RogueSix wrote on Mar 14, 2024, 22:15:
What does an earlier launch have to do with the status of the competition?
The original (intentionally misleading) assertion: " ... or if you basically had a monopoly on online sales for decades until Epic decided to challenge you. "
The launches of the competition show that Valve had plenty of competition before Epic started their store. The fact that none of them supplanted Steam's position as market leader doesn't mean that the competition didn't exist. The revenue of the rival platform is completely irrelevant, since the operation and marketing of those platforms are funded by their owners' other very revenue streams. EA's 2011 revenue was 3.8 billion, much more than Valve as a whole at the time. EA didn't release Origin as their store and then just let it run as a totally separate and unfunded business entity.
Second misleading assertion: Monopoly, implying that Valve threw its weight around like Microsoft to maintain its position.

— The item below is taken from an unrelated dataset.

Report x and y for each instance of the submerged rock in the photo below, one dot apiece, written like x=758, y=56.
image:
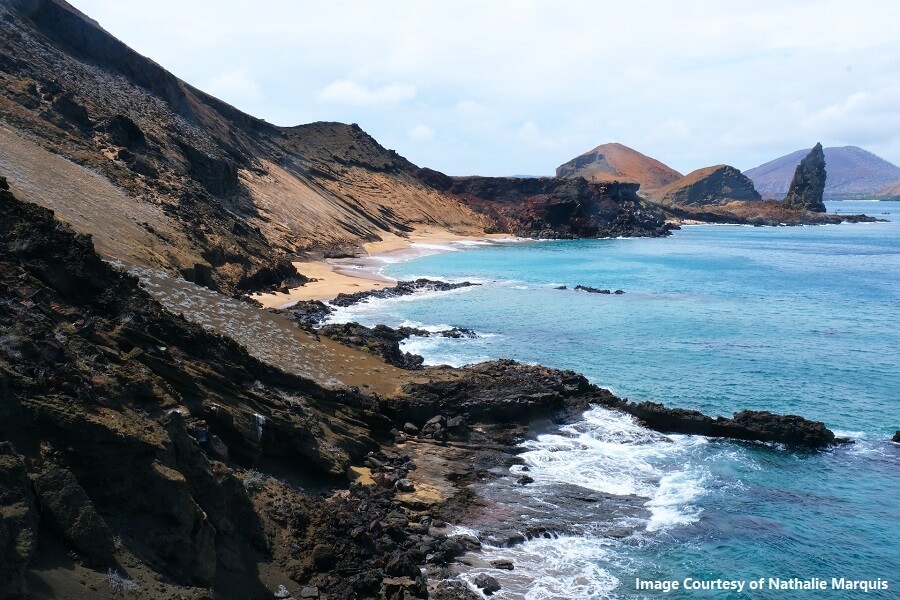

https://steamdb.info/stats/releases/ shows only releases starting 2006, but ok, let's make 2003 the start of Steam, 2005 the first 3rd party titles, and then it took until around 2009-2011 for Steam to really became somewhere that 3rd party titles really needed to be on in order to sell (leading to Greenlight being set up in 2012 for titles that didn't have big publishers behind them, which would automatically get them on Steam).
Third misleading wording: Decades, word choice invoking something like JP Morgan type monoliths and Epic coming around finally to challenge the ancient institution. Epic is older than Valve, Steam hasn't been dominant for decades, and Epic is not some David figure out to slay Goliath. They're just another Goliath.